Smoking and chewing tobacco are commonly recognized as causes of oral complications. Visible examples include tobacco stains, tartar and plaque buildup.

Heart disease

Poor dental health increases the risk of a bacterial infection in the bloodstream, which can damage the heart valves. If you have artificial heart valves, you will want to pay particular attention to your oral health.


High blood sugar is linked to many oral health problems. Without proper care, diabetes can weaken white blood cells, which are the body’s main defense against bacterial infections that can occur in the mouth.


Studies have shown that hospitalized ICU patients with pneumonia have more plaque buildup and bacteria in the saliva than the average person

Preventative measures to avoid these common oral health issues

Dental hygiene

By taking care of your oral health, you’ll be taking care of your whole body. Small steps towards maintaining oral health make all the difference: brushing and flossing frequently, taking care of your dentures and scheduling regular trips to the dentist for routine dental care are great ways to stay on track.

Eat healthy

What you eat can also affect your oral health. You can strengthen your teeth by satisfying your daily calcium intake.
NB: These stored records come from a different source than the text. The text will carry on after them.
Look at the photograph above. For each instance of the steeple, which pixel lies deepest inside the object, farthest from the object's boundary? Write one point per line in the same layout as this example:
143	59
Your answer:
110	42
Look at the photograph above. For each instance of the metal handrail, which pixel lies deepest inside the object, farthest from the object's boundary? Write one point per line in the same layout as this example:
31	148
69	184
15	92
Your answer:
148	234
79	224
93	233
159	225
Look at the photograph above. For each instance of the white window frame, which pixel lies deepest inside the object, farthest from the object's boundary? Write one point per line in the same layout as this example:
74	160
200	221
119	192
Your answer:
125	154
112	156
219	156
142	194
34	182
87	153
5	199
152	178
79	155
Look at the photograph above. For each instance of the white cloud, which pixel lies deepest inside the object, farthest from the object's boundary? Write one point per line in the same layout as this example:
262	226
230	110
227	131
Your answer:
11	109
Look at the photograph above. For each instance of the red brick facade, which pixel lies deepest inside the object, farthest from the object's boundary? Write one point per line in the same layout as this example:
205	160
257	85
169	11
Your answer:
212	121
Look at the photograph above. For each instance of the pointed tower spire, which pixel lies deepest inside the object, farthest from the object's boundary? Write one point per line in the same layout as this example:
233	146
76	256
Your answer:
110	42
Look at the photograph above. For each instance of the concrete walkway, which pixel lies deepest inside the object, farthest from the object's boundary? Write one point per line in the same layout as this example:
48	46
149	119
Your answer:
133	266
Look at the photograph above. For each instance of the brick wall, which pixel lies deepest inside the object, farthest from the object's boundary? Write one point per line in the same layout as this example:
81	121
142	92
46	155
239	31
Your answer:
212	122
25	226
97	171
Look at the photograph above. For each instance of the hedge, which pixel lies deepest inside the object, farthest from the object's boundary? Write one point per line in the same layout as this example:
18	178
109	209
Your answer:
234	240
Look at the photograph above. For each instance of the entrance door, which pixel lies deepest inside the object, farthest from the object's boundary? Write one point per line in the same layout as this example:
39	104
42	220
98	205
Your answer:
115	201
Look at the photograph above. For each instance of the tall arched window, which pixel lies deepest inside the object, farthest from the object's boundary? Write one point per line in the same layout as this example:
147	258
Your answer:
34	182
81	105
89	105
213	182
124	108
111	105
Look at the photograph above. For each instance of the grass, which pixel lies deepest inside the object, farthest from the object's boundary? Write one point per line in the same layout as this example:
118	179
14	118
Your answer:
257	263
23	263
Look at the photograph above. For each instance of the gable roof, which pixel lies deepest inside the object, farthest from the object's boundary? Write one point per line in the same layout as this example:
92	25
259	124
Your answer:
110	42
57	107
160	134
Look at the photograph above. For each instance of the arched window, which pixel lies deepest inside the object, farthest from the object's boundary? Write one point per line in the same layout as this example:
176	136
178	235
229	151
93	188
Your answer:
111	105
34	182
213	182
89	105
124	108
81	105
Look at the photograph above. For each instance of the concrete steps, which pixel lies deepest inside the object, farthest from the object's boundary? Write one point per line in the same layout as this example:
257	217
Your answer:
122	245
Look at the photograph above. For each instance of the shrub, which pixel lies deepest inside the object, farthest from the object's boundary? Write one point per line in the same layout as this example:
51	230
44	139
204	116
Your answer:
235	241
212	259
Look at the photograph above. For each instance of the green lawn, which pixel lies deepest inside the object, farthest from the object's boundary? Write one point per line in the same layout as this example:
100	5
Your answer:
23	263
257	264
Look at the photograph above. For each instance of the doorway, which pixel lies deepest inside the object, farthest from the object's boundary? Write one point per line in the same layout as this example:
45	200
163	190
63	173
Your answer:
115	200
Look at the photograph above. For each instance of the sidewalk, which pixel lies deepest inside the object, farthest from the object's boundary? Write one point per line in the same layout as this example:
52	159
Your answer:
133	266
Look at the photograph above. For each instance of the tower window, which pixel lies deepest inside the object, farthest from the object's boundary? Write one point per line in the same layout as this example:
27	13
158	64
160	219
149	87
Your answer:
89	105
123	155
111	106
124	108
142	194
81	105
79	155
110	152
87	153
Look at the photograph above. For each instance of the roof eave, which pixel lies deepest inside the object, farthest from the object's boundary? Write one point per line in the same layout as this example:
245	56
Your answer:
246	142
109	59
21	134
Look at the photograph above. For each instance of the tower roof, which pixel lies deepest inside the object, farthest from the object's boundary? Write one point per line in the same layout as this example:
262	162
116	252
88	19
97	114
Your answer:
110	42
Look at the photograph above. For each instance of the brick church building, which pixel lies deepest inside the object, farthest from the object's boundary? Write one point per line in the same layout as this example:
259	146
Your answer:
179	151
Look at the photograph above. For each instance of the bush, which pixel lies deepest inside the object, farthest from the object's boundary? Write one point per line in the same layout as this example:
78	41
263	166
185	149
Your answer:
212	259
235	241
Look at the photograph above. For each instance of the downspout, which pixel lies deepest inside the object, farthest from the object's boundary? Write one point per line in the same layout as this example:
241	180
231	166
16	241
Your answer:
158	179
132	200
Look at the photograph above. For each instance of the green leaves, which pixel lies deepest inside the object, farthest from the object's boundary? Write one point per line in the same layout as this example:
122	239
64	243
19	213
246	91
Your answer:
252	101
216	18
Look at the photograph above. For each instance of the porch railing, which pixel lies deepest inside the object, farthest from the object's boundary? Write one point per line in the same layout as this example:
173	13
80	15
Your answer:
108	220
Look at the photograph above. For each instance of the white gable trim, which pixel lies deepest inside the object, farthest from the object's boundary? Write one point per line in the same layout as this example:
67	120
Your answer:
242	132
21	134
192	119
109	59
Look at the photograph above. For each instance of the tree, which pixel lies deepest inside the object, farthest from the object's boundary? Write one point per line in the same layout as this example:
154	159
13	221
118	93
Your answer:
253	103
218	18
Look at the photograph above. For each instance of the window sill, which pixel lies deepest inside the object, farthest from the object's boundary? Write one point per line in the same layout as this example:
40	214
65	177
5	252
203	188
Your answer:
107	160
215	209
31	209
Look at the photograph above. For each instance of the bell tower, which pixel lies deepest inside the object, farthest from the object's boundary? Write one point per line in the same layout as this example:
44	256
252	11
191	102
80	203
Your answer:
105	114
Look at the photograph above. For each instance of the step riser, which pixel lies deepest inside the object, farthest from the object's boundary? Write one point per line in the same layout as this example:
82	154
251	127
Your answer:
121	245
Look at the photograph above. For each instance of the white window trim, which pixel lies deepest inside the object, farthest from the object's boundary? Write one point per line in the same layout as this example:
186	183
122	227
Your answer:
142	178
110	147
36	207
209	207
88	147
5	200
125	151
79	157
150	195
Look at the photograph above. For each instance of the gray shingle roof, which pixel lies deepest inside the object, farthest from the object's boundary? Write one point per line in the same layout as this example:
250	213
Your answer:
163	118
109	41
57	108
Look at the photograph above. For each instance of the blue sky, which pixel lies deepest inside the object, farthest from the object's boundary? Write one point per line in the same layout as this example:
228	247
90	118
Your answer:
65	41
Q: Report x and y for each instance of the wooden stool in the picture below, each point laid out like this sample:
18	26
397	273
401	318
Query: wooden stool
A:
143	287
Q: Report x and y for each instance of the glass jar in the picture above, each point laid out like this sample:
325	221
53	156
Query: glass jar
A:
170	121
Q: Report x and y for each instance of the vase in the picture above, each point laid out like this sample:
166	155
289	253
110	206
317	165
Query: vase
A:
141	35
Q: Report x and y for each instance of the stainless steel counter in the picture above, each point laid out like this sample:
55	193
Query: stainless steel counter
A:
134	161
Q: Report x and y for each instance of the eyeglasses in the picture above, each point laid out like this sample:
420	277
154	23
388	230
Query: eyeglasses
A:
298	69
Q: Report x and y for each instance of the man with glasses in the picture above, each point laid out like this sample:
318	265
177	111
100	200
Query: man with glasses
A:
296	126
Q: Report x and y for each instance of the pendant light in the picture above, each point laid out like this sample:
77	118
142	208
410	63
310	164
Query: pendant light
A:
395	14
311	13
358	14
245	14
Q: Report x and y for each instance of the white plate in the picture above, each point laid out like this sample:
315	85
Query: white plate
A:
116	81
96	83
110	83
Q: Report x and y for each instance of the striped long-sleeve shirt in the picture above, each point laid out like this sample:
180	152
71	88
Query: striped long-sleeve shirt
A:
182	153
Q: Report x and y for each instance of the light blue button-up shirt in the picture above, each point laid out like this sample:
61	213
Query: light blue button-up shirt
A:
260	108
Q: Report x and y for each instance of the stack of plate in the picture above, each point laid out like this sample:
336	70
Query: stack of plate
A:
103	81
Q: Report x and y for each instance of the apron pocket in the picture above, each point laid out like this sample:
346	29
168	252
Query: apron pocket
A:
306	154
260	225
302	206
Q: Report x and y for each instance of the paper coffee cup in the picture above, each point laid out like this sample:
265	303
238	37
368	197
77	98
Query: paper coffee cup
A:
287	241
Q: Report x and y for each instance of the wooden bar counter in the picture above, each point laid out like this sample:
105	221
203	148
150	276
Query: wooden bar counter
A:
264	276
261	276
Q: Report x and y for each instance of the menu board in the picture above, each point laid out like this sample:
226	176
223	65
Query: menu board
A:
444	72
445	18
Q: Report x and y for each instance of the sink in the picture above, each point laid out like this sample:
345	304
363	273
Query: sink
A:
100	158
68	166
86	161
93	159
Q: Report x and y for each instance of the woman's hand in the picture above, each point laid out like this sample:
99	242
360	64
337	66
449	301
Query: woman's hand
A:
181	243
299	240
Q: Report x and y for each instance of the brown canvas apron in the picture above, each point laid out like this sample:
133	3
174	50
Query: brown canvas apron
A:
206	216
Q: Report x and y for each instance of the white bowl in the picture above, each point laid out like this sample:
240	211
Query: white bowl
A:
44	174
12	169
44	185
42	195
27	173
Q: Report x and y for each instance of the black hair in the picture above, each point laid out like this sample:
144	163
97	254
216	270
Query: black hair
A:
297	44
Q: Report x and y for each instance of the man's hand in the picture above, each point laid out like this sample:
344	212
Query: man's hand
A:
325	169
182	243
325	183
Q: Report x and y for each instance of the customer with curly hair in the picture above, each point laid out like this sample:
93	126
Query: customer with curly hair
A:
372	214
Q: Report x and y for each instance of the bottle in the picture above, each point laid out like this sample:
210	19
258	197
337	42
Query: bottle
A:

Meanwhile, apples are often hailed as a “natural toothbrush” — just don’t substitute your actual toothbrush for an apple.


Visit the dentist regularly

Regular trips to the dentist can help keep your oral health at bay. Scheduled cleanings are a great way to decrease plaque buildup and spot any diseases that could be creeping up.

Stop smoking

Tobacco use, especially smoking, is linked to an increased risk of mouth, throat, and lung cancer, along with other serious health problems, such as heart disease.

Talk to your dentist or doctor about resources to help you quit smoking There are many smoking cessation options available. It can be difficult, but it’s never too late to try — and it’s the best thing you can do for your oral health.

Dental care for low-income seniors

The Ontario government has issued a program to help low-income Seniors receive accessible dental care. The Ontario Seniors Dental Care Program provides free, routine dental services for low-income patients who are 65 years of age or older.

Coverage includes:

  • Check-ups, including scaling, fluoride and polishing
  • Repairing broken teeth and cavities
  • X-rays
  • Removing teeth or abnormal tissue (oral surgery)
  • Anesthesia
  • Treating infection and pain (endodontic services)
  • Treating gum conditions and diseases (periodontal services)

You can apply to the program online or by mail if you are 65 or older, and are a Canadian resident of Ontario. Consult with your dentist for more information.

It’s never too late to improve your oral health. While many oral health problems are associated with aging, you can still treat and prevent oral health conditions before they worsen. By taking preventative measures and seeking out appropriate healthcare from a trusted dental clinic, your teeth will take care of you, too.